To be fair, Victor Gilinsky doesn’t have warm, fuzzy feelings for the NRC. Last year he referred to the agency as “a wholly owned subsidiary of the nuclear power industry.”
But his primary point couldn’t be any more on target given the plant’s potential implications for the nation’s most densely populated region. In a published letter to the editor of the Times, I concurred with Gilinsky’s recommendation that the consequences of land contamination must be considered in any decision to re-license Indian Point’s two operating units for the additional 20 years Entergy would like to run them. As I wrote in my letter:
Mr. Gilinsky’s recommendation is particularly relevant given the lasting impact that contamination can have on New York City’s water supply. Long-term contamination is also an issue for a state that ranks among the nation’s biggest producers of dairy goods, wine, apples, corn and cabbage.

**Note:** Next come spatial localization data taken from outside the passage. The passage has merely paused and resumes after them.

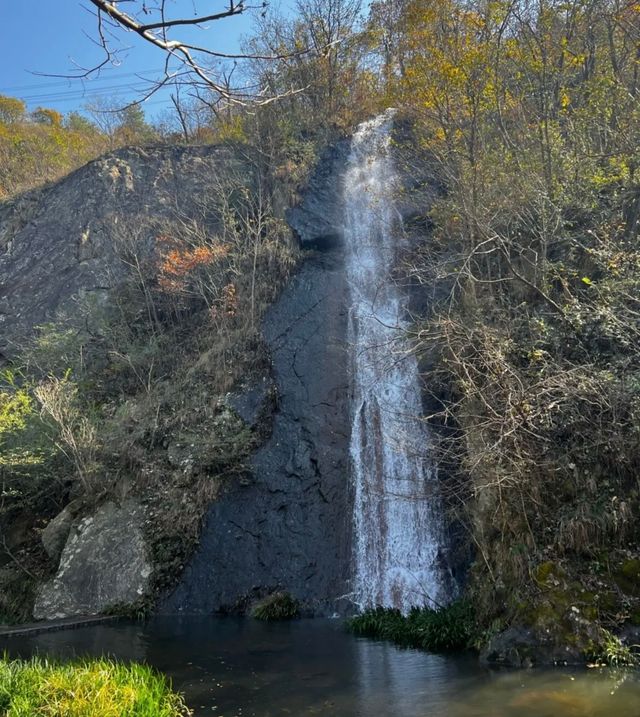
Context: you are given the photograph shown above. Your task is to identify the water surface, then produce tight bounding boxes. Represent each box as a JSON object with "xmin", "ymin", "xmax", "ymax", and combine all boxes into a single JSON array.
[{"xmin": 3, "ymin": 617, "xmax": 640, "ymax": 716}]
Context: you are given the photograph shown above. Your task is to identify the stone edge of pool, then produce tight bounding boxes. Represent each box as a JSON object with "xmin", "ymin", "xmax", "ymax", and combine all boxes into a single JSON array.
[{"xmin": 0, "ymin": 615, "xmax": 120, "ymax": 639}]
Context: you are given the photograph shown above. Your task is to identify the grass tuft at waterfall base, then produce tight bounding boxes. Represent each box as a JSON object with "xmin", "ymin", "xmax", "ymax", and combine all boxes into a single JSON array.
[
  {"xmin": 0, "ymin": 655, "xmax": 192, "ymax": 716},
  {"xmin": 250, "ymin": 591, "xmax": 300, "ymax": 621},
  {"xmin": 347, "ymin": 600, "xmax": 476, "ymax": 652}
]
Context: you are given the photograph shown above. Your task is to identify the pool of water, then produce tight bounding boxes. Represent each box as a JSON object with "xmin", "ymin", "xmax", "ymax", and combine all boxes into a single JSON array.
[{"xmin": 2, "ymin": 617, "xmax": 640, "ymax": 716}]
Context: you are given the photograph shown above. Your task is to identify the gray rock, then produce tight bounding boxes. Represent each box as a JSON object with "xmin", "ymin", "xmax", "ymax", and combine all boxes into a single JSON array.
[
  {"xmin": 620, "ymin": 623, "xmax": 640, "ymax": 646},
  {"xmin": 41, "ymin": 501, "xmax": 81, "ymax": 564},
  {"xmin": 34, "ymin": 500, "xmax": 152, "ymax": 619},
  {"xmin": 0, "ymin": 145, "xmax": 243, "ymax": 360},
  {"xmin": 286, "ymin": 141, "xmax": 349, "ymax": 248},
  {"xmin": 226, "ymin": 376, "xmax": 275, "ymax": 430},
  {"xmin": 479, "ymin": 626, "xmax": 584, "ymax": 667}
]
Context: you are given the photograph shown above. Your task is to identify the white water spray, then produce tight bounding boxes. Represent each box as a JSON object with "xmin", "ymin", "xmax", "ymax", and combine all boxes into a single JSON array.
[{"xmin": 345, "ymin": 111, "xmax": 447, "ymax": 614}]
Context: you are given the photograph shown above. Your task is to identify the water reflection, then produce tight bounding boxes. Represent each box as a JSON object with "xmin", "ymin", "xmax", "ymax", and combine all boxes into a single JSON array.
[
  {"xmin": 355, "ymin": 636, "xmax": 461, "ymax": 715},
  {"xmin": 447, "ymin": 669, "xmax": 640, "ymax": 717},
  {"xmin": 2, "ymin": 618, "xmax": 640, "ymax": 716},
  {"xmin": 0, "ymin": 622, "xmax": 147, "ymax": 664}
]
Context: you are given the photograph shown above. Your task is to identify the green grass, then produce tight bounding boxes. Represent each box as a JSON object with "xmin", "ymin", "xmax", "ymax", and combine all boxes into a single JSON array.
[
  {"xmin": 347, "ymin": 600, "xmax": 476, "ymax": 652},
  {"xmin": 250, "ymin": 592, "xmax": 300, "ymax": 621},
  {"xmin": 590, "ymin": 629, "xmax": 640, "ymax": 667},
  {"xmin": 0, "ymin": 655, "xmax": 192, "ymax": 716}
]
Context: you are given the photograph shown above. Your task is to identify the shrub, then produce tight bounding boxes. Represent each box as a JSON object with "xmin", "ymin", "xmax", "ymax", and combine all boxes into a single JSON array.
[
  {"xmin": 588, "ymin": 629, "xmax": 640, "ymax": 668},
  {"xmin": 347, "ymin": 600, "xmax": 476, "ymax": 652},
  {"xmin": 250, "ymin": 592, "xmax": 300, "ymax": 621},
  {"xmin": 0, "ymin": 656, "xmax": 191, "ymax": 716}
]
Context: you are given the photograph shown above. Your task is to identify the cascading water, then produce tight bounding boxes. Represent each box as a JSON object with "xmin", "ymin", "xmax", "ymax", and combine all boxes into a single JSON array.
[{"xmin": 345, "ymin": 111, "xmax": 448, "ymax": 614}]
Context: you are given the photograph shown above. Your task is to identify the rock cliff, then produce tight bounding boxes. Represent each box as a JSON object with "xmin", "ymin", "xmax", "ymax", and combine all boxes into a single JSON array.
[
  {"xmin": 0, "ymin": 144, "xmax": 238, "ymax": 360},
  {"xmin": 0, "ymin": 140, "xmax": 354, "ymax": 618},
  {"xmin": 163, "ymin": 142, "xmax": 353, "ymax": 614}
]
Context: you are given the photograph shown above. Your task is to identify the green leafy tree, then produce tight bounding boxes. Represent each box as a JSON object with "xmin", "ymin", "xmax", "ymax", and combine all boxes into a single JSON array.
[
  {"xmin": 32, "ymin": 107, "xmax": 63, "ymax": 127},
  {"xmin": 64, "ymin": 112, "xmax": 99, "ymax": 134},
  {"xmin": 114, "ymin": 105, "xmax": 158, "ymax": 145},
  {"xmin": 0, "ymin": 95, "xmax": 26, "ymax": 124},
  {"xmin": 0, "ymin": 371, "xmax": 49, "ymax": 482}
]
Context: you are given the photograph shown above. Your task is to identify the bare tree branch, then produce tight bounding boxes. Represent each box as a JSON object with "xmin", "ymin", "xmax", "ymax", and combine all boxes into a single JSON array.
[{"xmin": 69, "ymin": 1, "xmax": 316, "ymax": 105}]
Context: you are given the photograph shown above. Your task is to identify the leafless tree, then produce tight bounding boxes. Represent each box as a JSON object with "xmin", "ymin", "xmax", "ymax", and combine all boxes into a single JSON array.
[{"xmin": 84, "ymin": 96, "xmax": 122, "ymax": 148}]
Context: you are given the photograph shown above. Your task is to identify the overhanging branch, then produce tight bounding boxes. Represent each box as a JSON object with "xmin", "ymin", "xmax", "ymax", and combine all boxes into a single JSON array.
[{"xmin": 78, "ymin": 1, "xmax": 312, "ymax": 105}]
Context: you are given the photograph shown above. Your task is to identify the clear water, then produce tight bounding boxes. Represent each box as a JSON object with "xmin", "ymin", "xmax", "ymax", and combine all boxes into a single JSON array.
[
  {"xmin": 3, "ymin": 618, "xmax": 640, "ymax": 716},
  {"xmin": 345, "ymin": 111, "xmax": 448, "ymax": 612}
]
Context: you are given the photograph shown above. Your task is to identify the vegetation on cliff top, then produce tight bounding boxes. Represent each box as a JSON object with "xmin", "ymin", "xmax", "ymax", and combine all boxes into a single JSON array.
[{"xmin": 0, "ymin": 99, "xmax": 157, "ymax": 199}]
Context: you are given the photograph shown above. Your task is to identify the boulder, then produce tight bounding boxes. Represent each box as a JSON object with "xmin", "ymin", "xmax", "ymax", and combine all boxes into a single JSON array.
[
  {"xmin": 479, "ymin": 626, "xmax": 584, "ymax": 667},
  {"xmin": 40, "ymin": 501, "xmax": 81, "ymax": 564},
  {"xmin": 34, "ymin": 499, "xmax": 151, "ymax": 619},
  {"xmin": 226, "ymin": 376, "xmax": 276, "ymax": 431}
]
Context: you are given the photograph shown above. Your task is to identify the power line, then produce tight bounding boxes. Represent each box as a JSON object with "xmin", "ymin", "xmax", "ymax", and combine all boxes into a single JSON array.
[
  {"xmin": 19, "ymin": 82, "xmax": 159, "ymax": 103},
  {"xmin": 0, "ymin": 69, "xmax": 163, "ymax": 94},
  {"xmin": 1, "ymin": 72, "xmax": 207, "ymax": 113},
  {"xmin": 23, "ymin": 91, "xmax": 171, "ymax": 107}
]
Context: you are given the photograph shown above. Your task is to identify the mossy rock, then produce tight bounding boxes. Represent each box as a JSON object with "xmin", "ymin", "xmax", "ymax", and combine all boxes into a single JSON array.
[
  {"xmin": 614, "ymin": 559, "xmax": 640, "ymax": 597},
  {"xmin": 524, "ymin": 598, "xmax": 569, "ymax": 632},
  {"xmin": 573, "ymin": 589, "xmax": 619, "ymax": 619},
  {"xmin": 579, "ymin": 590, "xmax": 597, "ymax": 605},
  {"xmin": 595, "ymin": 590, "xmax": 620, "ymax": 612},
  {"xmin": 534, "ymin": 561, "xmax": 565, "ymax": 587},
  {"xmin": 250, "ymin": 592, "xmax": 299, "ymax": 621}
]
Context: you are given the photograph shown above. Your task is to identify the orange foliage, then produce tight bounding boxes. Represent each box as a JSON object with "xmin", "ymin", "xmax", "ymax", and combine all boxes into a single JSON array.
[
  {"xmin": 209, "ymin": 283, "xmax": 238, "ymax": 321},
  {"xmin": 221, "ymin": 283, "xmax": 237, "ymax": 317},
  {"xmin": 156, "ymin": 235, "xmax": 229, "ymax": 294}
]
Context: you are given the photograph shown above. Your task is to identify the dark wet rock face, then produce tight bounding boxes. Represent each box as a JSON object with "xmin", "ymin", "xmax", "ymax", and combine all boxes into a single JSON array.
[
  {"xmin": 0, "ymin": 145, "xmax": 238, "ymax": 359},
  {"xmin": 164, "ymin": 249, "xmax": 352, "ymax": 614},
  {"xmin": 163, "ymin": 147, "xmax": 353, "ymax": 615},
  {"xmin": 286, "ymin": 141, "xmax": 349, "ymax": 249}
]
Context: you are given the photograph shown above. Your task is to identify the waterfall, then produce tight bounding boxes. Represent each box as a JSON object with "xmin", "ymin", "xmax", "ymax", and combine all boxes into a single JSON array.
[{"xmin": 345, "ymin": 111, "xmax": 447, "ymax": 614}]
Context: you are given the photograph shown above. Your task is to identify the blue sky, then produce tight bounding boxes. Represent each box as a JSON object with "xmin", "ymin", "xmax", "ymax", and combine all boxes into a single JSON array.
[{"xmin": 0, "ymin": 1, "xmax": 294, "ymax": 117}]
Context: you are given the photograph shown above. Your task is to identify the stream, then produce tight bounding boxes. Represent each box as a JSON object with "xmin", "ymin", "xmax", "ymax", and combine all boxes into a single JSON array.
[{"xmin": 3, "ymin": 617, "xmax": 640, "ymax": 716}]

The same local food economy that is becoming increasingly important to New Yorkers could be adversely affected by a sizable release of radioactive material.
Of course, Gilinsky’s recommendation has application beyond the Indian Point plant. As he says in his op-ed:
The lack of attention to possible land contamination is a major gap in the American system of nuclear safety regulation. After Fukushima, it should be the main safety concern — and one that is not addressed by evacuation, no matter how efficient.
We're fortunate that Victor Gilinsky is weighing in on this issue of relevance for tens of millions of Americans. Thank you, Victor Gilinsky, for saying what needed to be said.